Capturing molecular interactions in graph neural networks: a case study in multi-component phase equilibrium†
Abstract
Graph neural networks (GNNs) have been widely used for predicting molecular properties, especially for single molecules. However, when treating multi-component systems, GNNs have mostly used simple data representations (concatenation, averaging, or self-attention on features of individual components) that might fail to capture molecular interactions and potentially limit prediction accuracy. In this work, we propose a GNN architecture that captures molecular interactions in an explicit manner by combining atomic-level (local) graph convolution and molecular-level (global) message passing through a molecular interaction network. We tested the architecture (which we call SolvGNN) on a comprehensive phase equilibrium case study that aims to predict activity coefficients for a wide range of binary and ternary mixtures; we built this large dataset using the COnductor-like Screening MOdel for Real Solvation (COSMO-RS).

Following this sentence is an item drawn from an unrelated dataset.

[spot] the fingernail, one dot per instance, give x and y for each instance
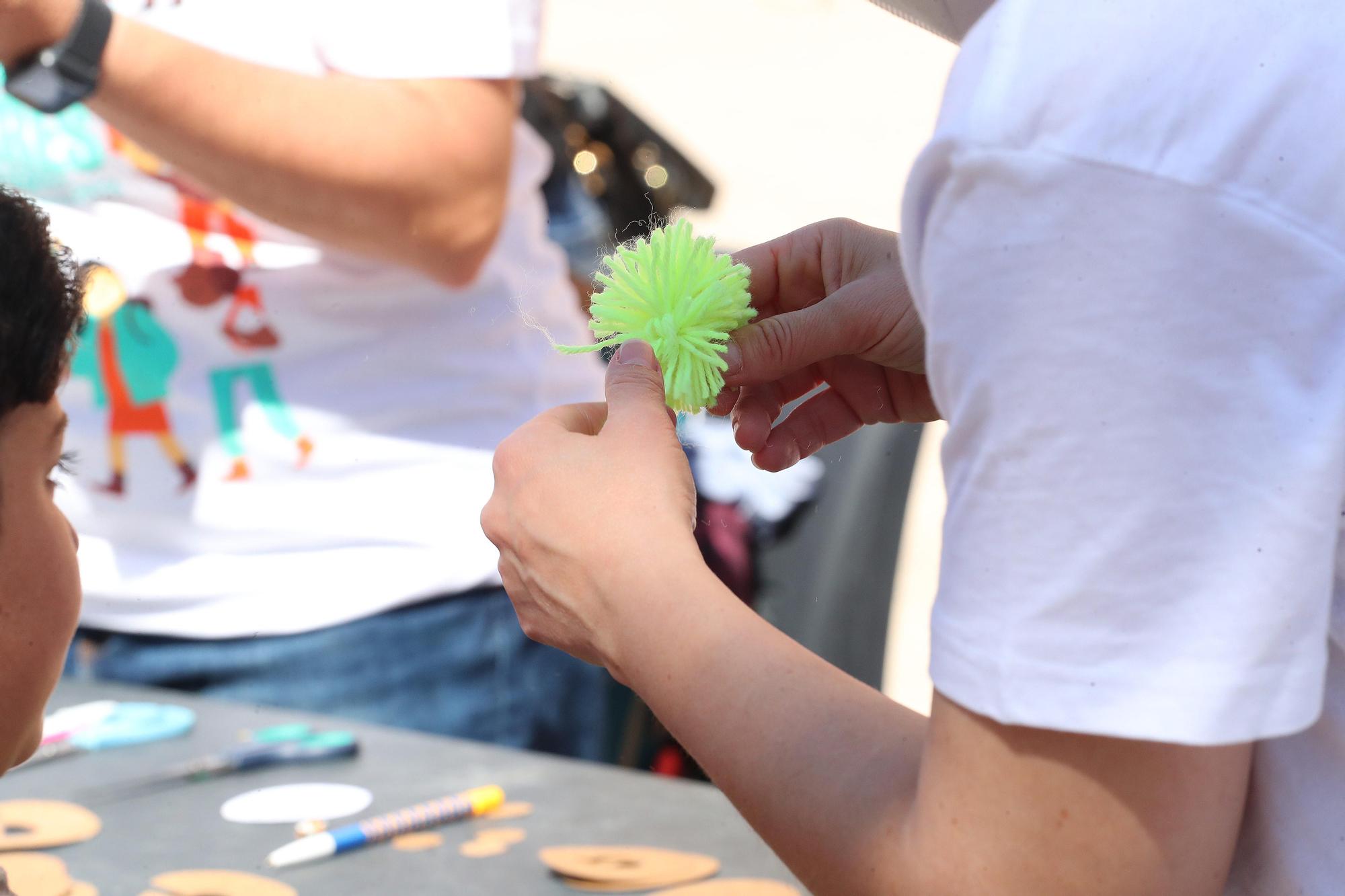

We show that SolvGNN can predict composition-dependent activity coefficients with high accuracy and show that it outperforms a previously-developed GNN used for predicting only infinite-dilution activity coefficients. We performed counterfactual analysis on the SolvGNN model that allowed us to explore the impact of functional groups and composition on equilibrium behavior. We also used the SolvGNN model for the development of a computational framework that automatically creates phase diagrams for a diverse set of complex mixtures. All scripts needed to reproduce the results are shared as open-source code.